Subjects are randomly selected from, or at least representative of the larger population
Paired samples (or bivariate data). Each subject (or experimental unit) must have both X and Y values
Independent observations. Sampling one member of the population should not influence your chances of sampling any other subject
X and Y values must be measured independently
X values were measured and not controlled
Normal distribution. The X and Y values must each be sampled from populations that follow a Normal distribution at least approximately
All covariation must be linear. The correlation coefficient only applies to linear relationships, and hence would not be meaningful if Y increase X increases up to a certain put then Y decreases as X increases
What are the assumptions for contingency GOF tests?

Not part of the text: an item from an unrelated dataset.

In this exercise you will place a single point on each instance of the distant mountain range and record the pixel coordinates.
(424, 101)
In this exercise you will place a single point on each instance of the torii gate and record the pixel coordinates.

Samples were randomly collected, or at least representative of the populations
The data must form a contingency table (values must be actual numbers not %s)
The sample size must not be too small (if df = 1, do not use the chi-squared if total # of subjects is s test if paired)
What are the assumptions for a 1-way GOF test?
subjects are randomly selected from the population, or at least representative of the population
The sample data consist of frequency counts for the k different categories (ie. not converted to proportions or %)
Each observation must be independent
Probabilities remain constant and independent during the experiment
The sample size must not be too small
GENERAL RULE: multinomial 1-way GOF test - the sample size should be large enough that no expected frequency (E) is <5
What are the assumptions of a 2-way ANOVA test?
The variable has a normal distribution in all the populations
The variable has the same variance in all the populations
Subjects are randomly selected or at least representative of the population
Samples are obtained independently
Subjects within the samples are obtained independently
What are assumptions of 1-way ANOVA?
- The variable has a normal distribution in all the populations
- The variable has the same variance in all the populations (homoscedasticity)
- Subjects in each sample are randomly selected from, or at least representative of, their larger statistical population
- The samples were obtained independently (ie. they are not paired)
- The subjects within each sample were obtained independently
- The different samples are from populations that are categorized in only one way
What are the assumptions of Paired t-Tests?
Subjects in the paired samples must be randomly selected from, or at least representative of, the larger (statistical) population
Samples must be paired or matched, based on the experimental design (decided before the data are collected)
Each pair must be selected independently of the others
The distribution of the differences between the two populations must approximate a Normal distribution
What are the assumptions of an unpaired t-Test?
Subjects in the samples are randomly selected, or at least representative of, the larger statistical population
The 2 samples were obtained independently
Subjects within each sample were obtained independently
Data are sampled from populations for which the variable approximates a normal distribution
For the pooled t-test only: The standard deviations (SD) of the 2 populations must be identical
What are the assumptions for Wilcoxon Signed-Ranks Test?
Pairs were randomly selected from, or at least representative of, the larger populations
Samples must be paired or matched based on experimental design before the data were collected
Each pair must be selected independently of the others
The population of differences (found from the pairs of data) has a distribution that is approximately symmetric
What are the assumptions of the Mann-Whitney U Test?
Subjects are randomly selected from, or at least representative of, the larger populations
The two samples were obtained independently
Subjects within each sample were obtained independently
The populations do not have to follow any particular distribution, but the 2 distributions must have the same shape
What assumptions must be true to interpret the CI of a population mean?
- The subjects in the sample are randomly selected from the population, or at least are representative of the population.
- The variable is distributed in the statistical population in a Normal manner, at least approximately.
- All subjects are from the same (single) population.
- Each subject has been selected independently of the others.